まとわりつく肉片が、何故か細かく鼓動していた。
「さ、第2ラウンドかな」
純粋な暴力の何かへ、私は大鎌を向けた
^^^^^╬╬╬╬╬
吹き飛ばされた感覚と、何時までも続く浮遊感。
右目には…右目だった場所からは、形容しがたい苦痛が生まれ、私の思考を奪っていく。
___不意に、地面に叩きつけられた感触がした。
どれ程時間が経ったか、それすらも曖昧になる。
抑えた右目から温かい液が流れ出す。
頭がクラクラしてきた。
ここまでして生きているのは幸運なのか、
早く死ねないのが不運なのかは分からない。
状況を……整理しなくては。
ルダーが持っていたのは?
魔道具であると考えられる、しかしあのような形状は見覚えが無い。
円筒より圧縮した無性質の魔力を飛ばしているのか…?
なぜルダーは彼を視認出来た?
目に着けていたモノクルは何だ?
観察眼のスキルが付与された魔道具……ギルドや役所で使用されていると読んだことがある。

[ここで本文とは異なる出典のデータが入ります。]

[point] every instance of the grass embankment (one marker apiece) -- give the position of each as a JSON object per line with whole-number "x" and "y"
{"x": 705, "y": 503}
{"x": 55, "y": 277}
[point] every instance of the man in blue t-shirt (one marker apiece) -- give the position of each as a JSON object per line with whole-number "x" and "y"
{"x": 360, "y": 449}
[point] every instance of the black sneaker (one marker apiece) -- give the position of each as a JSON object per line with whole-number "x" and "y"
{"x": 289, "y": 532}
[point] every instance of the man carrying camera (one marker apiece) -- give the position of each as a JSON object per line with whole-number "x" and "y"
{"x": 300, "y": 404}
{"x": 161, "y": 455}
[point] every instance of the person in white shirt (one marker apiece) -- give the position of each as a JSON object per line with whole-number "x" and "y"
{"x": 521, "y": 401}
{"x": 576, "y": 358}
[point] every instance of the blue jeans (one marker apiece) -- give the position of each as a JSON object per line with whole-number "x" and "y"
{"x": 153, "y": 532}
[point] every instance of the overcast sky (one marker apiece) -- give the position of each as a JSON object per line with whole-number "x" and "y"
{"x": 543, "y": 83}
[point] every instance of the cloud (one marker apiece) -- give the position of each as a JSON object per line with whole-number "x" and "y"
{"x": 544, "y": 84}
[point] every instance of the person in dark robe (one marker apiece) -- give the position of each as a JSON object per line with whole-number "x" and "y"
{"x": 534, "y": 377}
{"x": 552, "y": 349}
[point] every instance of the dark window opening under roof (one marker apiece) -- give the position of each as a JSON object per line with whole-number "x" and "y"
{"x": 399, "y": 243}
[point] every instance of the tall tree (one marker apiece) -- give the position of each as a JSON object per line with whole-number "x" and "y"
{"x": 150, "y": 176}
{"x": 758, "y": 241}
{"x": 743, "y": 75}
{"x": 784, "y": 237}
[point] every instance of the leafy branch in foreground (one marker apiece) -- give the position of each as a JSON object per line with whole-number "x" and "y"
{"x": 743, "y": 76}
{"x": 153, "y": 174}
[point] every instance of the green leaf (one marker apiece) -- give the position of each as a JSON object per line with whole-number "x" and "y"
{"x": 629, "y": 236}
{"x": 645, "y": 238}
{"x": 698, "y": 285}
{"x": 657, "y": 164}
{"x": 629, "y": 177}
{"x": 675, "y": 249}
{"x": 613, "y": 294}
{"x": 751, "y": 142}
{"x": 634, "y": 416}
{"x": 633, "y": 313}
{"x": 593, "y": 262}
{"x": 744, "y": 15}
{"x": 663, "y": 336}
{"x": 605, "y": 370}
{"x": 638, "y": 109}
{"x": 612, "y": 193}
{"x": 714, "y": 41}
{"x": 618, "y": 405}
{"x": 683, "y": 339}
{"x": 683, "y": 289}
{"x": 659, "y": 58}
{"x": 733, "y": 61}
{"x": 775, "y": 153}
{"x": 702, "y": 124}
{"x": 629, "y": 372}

ステータスや物の品質を見る為の道具であって……神理眼の様な存在の合間を垣間見える事が出来るはずは……。
……もし、彼に名前や、スキルの残滓が残っているとすれば……?
何を考えても机上の空論であることは分かっている。
今、為さなければならないことを考えなくては。
傷む眼窩を無理やり開き、此処が何処かを考える。
淀んだ空気と、届かない青い空。